Je me racle la gorge et embraye :
— Tu vas rester planté là à buguer, ou tu comptes me dire si l’effet « ange » fonctionne ?
— Ange ?
— Oui, c’est la tenue que je porte sur la vidéo promo de la soirée Halloween. C’est dans deux jours.
D’un coup de menton, je pointe les ailes posées au sol.
— Elles vont avec… mais je vais éviter de les enfiler.
Parce qu’à tous les coups, j’allais les coincer dans une enceinte ou assommer un serveur.
— Faudrait pas que tu te mettes à croire que je suis là pour t’emmener au paradis, lancè-je, mutine.
Il esquisse une moue joyeuse, une vrai, qui creuse une fossette au coin de sa joue. Trop craquant.
— T’es sûre que t’es pas tombée du ciel, toi ? réplique-t-il.
Je mords l’intérieur de ma lèvre, tiraillée entre sourire et soupir. Typiquement le genre de phrase qui, chez n’importe qui d’autre, me ferait fuir. Mais dans sa bouche, ça m’arrache un frisson. Allez comprendre. Avec lui, même les clichés ont du charme. Alors je le prends, sans chipoter, et franchis les trois mètres qui nous séparent.
— J’ai remarqué le nouveau tatou. Et ce petit coup de ciseaux ? Crise identitaire ou besoin de renouveau ?
— Disons que j’avais besoin d’un vent frais. Changer de tête, c’est plus simple que changer de peau…
Il glisse cette phrase d’un ton calme, au reflet taquin, pourtant, son regard agrippe un non-dit. J’y décèle un accroc, une fêlure, une faille maquillée qu’aucune coupe de cheveux ne saurait dissimuler. Il y a là-dessous du rentré, du tassé sous le plexus, de l’inhumé à la va-vite. Ce « vent frais » sonne davantage échappée que renaissance.
Le James de maintenant porte les contours de celui de l’été passé. Même regard. Même posture. Mêmes tics familiers. Mais quelque chose en lui semble avoir été décanté, déplacé en souterrain. Est-il en train de devenir quelqu’un d’autre ? Est-il toujours lui ? J’en sais rien… Je n’ai que des points d’interrogation coincés dans la gorge. Aucun ne trouve la sortie.

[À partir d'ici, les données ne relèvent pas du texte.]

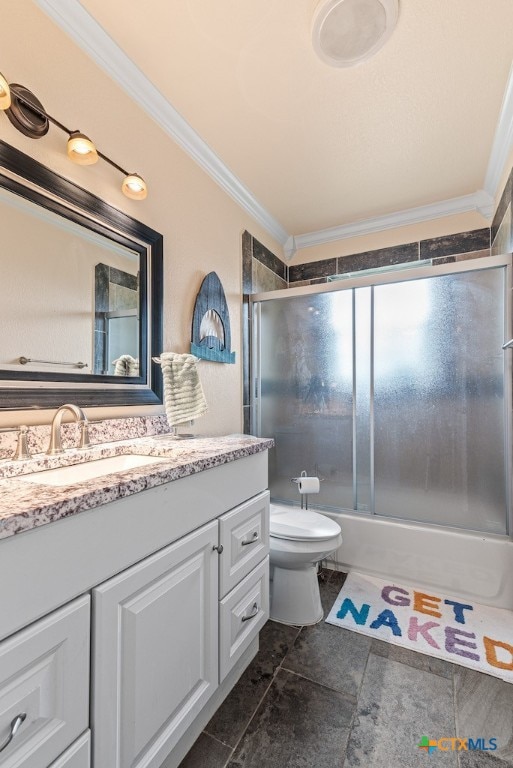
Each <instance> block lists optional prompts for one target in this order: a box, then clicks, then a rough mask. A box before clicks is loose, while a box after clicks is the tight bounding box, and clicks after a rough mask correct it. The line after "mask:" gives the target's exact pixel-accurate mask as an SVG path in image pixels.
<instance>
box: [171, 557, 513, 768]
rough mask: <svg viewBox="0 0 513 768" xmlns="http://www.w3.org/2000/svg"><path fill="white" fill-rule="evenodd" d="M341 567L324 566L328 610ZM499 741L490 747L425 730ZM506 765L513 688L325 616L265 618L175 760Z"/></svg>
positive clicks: (455, 764) (510, 743) (495, 680)
mask: <svg viewBox="0 0 513 768" xmlns="http://www.w3.org/2000/svg"><path fill="white" fill-rule="evenodd" d="M344 578H345V575H344V574H342V573H336V572H335V571H324V572H323V574H321V596H322V600H323V606H324V610H325V615H326V613H327V612H328V611H329V609H330V608H331V606H332V604H333V602H334V600H335V598H336V596H337V594H338V592H339V590H340V587H341V586H342V584H343V581H344ZM423 735H425V736H428V737H430V738H441V737H442V736H447V737H450V736H459V737H462V738H463V737H468V736H470V737H472V738H477V737H484V738H486V739H489V738H491V737H496V739H497V744H498V747H499V749H497V751H496V752H494V754H493V755H492V754H490V753H488V752H481V751H475V752H463V751H460V752H452V751H449V752H441V751H439V752H434V753H432V754H431V755H427V754H426V752H424V751H422V750H420V749H418V747H417V744H418V742H419V740H420V737H421V736H423ZM427 765H430V766H433V765H435V766H436V765H443V766H447V768H506V766H513V685H511V684H509V683H504V682H502V681H501V680H498V679H497V678H493V677H490V676H488V675H484V674H481V673H479V672H474V671H472V670H468V669H465V668H464V667H460V666H457V665H453V664H450V663H449V662H446V661H442V660H440V659H434V658H432V657H430V656H424V655H423V654H420V653H415V652H414V651H408V650H405V649H402V648H399V647H398V646H394V645H390V644H388V643H383V642H381V641H378V640H372V639H371V638H369V637H365V636H364V635H358V634H356V633H354V632H349V631H348V630H345V629H341V628H339V627H334V626H332V625H330V624H325V623H324V622H321V623H320V624H317V625H316V626H315V627H297V628H296V627H287V626H284V625H282V624H277V623H275V622H272V621H269V622H268V623H267V624H266V626H265V627H264V629H263V631H262V632H261V634H260V650H259V652H258V655H257V656H256V657H255V659H254V660H253V662H252V663H251V665H250V666H249V667H248V669H247V670H246V671H245V672H244V674H243V675H242V677H241V679H240V680H239V682H238V683H237V685H236V686H235V688H234V689H233V691H232V692H231V693H230V695H229V696H228V698H227V699H226V700H225V701H224V703H223V704H222V705H221V707H220V708H219V710H218V711H217V712H216V714H215V715H214V717H213V718H212V720H211V721H210V722H209V723H208V725H207V727H206V728H205V730H204V732H203V733H202V734H201V736H200V737H199V739H198V740H197V741H196V743H195V744H194V746H193V747H192V749H191V751H190V752H189V754H188V755H187V756H186V757H185V759H184V760H183V762H182V763H181V766H180V768H417V766H422V768H424V767H425V766H427Z"/></svg>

Je pourrais creuser. Tirer le fil, forcer le coffre fort. La vérité m’effraie plus que ses silences. J’emmure donc mes questions et les recouvre d’un voile volontaire. Elles attendront. Demain. Ou jamais. C’est confortable, le jamais, parfois.
Je lui adresse un sourire, ténu, un peu vacillant, mais sincère.
— Monsieur Cameron, puis-je vous demander une faveur ?
Mes doigts frôlent les siens, avec la prudence d’un battement de cils. James abolit l’hésitation, enlace nos paumes, nous lie.
— Toujours.
Danser me parait être la seule chose sensée à faire. Bouger, se laisser porter, sentir son regard sur moi, retrouver cette connexion charnelle sans avoir à parler tout de suite. La parole peut mentir. La peau, non. J’aimerais qu’on s’effleure autrement, qu’on se lise avec les mains. Dans le rythme.
— Embrasse-moi. Et danse avec moi, tu veux bien ?
Ce soir, il suffit. Pas de discours. Juste la pulsation d’exister à deux.